Message 1: Education and the state of social justice are interconnected
This message is rather a reminder of Freire’s (1970/2007) powerful theorisation of the two scenarios of societal development and the role education plays in this. In the first scenario, education is used to sustain an oppressive structure in which citizens are raised as passive recipients of the order that is imposed on them by the oppressors. In the second scenario, education serves as a liberating tool for bringing up critical thinkers who will seek ways to transform the society for the better. In both scenarios, there is a shaping relationship between an education system and what happens in the wider society.
‘Russia’s war in Ukraine has been a turning point in perpetuating injustices on all levels: from the international geopolitics to the devastating impact on the lives of particular individuals.’
Russia’s war in Ukraine has been a turning point in perpetuating injustices on all levels: from the international geopolitics to the devastating impact on the lives of particular individuals. Evidently, social justice in Ukraine has been compromised and education remains a key tool to promote change through disseminating the knowledge about what has been happening. Such knowledge is essential to contribute to the development of a generation of global citizens who will work on transforming the world for the better, rather than display a silent indifference to what may not directly concern them. Raising such a generation of global citizens would entail pursuing Freire’s liberating education scenario.
Message 2: It is unavoidable that the education sector reacts to wider societal injustices
As much as some would want to impose a boundary between politics and education, education is a political field (Marshall & Scribner, 1991). Any neutrality that an education sector (of a country) may want to adopt in relation to wider political events is a particular political position in itself. The adoption of a ‘neutral’ position to this war by the unaffected would be a sad outcome of the decades of fighting for social justice globally against unequal power relations between the oppressors and the oppressed in different areas of life. We, as a global society, have made a leap from pervasive inequalities to tackling some forms of injustice to some extent in some parts of the world, such as racism, sexism, ageism, and so on. However, despite the decades of fighting for justice, these are only the first steps of many that have to be taken, with another form of injustice to overcome added to the list – the war against Ukraine. If the representatives of the education sector around the world do not use education as a tool to promote social justice, the only other thing they can do is reinforce existing oppression, in Freire’s (1970/2007) terms.

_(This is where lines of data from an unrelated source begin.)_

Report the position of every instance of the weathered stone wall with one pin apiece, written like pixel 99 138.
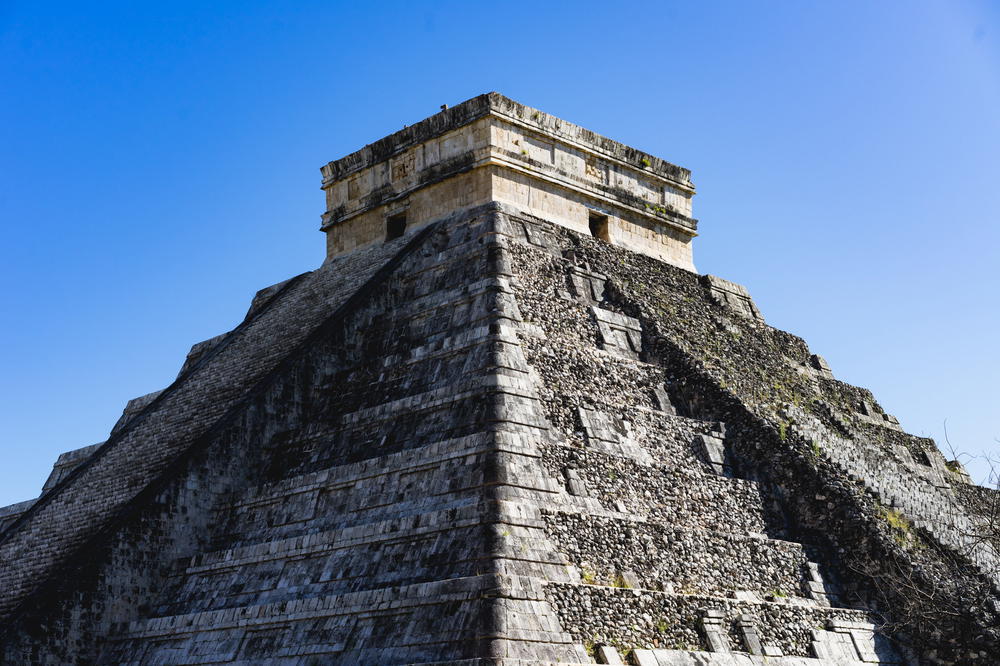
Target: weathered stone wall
pixel 493 149
pixel 499 439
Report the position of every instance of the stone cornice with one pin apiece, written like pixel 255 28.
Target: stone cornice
pixel 532 119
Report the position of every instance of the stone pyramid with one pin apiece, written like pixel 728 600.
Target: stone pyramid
pixel 505 423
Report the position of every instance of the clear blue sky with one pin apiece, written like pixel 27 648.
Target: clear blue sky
pixel 159 164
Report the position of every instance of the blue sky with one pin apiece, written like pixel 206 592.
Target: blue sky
pixel 159 164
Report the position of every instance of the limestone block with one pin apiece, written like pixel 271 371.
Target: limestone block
pixel 620 334
pixel 733 296
pixel 607 654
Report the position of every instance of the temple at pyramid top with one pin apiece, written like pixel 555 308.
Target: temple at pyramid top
pixel 491 148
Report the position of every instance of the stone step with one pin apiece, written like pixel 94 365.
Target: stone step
pixel 638 618
pixel 346 628
pixel 654 554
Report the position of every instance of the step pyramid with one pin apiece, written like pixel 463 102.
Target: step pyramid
pixel 504 423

Message 3: The role of academic research in generating knowledge about the war and related injustices
There seem to be two types of knowledge: truth generated by ethical research and propaganda created on twisted facts. The Russian war in Ukraine has showcased one more time that the knowledge people form, based on the information sources they prioritise, shapes minds, lives and history. The line between truth and propaganda, sadly, becomes blurred for those who do not have the knowledge and skills of distinguishing between credible and non-credible information sources. Disinformation in our ‘post-truth’ world (Ylä-Anttila, 2018, p. 356) becomes a fertile ground for different types of persecution and discrimination. The ‘post-truth’ demagoguery is, arguably, a culprit of our technological advancement, as copious sources of information bombard us with what we are left to interpret as believable or not. High-quality ethical research and its dissemination is the only tool that is left to help us navigate our way and help others in this dynamic world.
‘High-quality ethical research and its dissemination is the only tool that is left to help us navigate our way and help others in this dynamic world.’
As academic researchers, we have a duty to the current and next generations to ensure that high-quality ethical research about the war survives in our global society – to counter propaganda and become the saviour of the world population in this ‘post-truth world’. Research determines the knowledge that humanity holds. It defines the future.
It is essential to continue reflecting on these three messages, carrying on with learning events such as the one that served as a platform for this valuable discussion.
Freire, P. (2007). Pedagogy of the oppressed (M. B. Ramos, Trans.). Continuum. (Original work published 1970)
Marshall, C., & Scribner, J. D. (1991). ‘It’s all political’: Inquiry into the micropolitics of education. Education and Urban Society, 23(4), 347–355.
Ylä-Anttila, T. (2018). Populist knowledge: ‘Post-truth’ repertoires of contesting epistemic authorities. European Journal of Cultural and Political Sociology, 5(4), 356–388.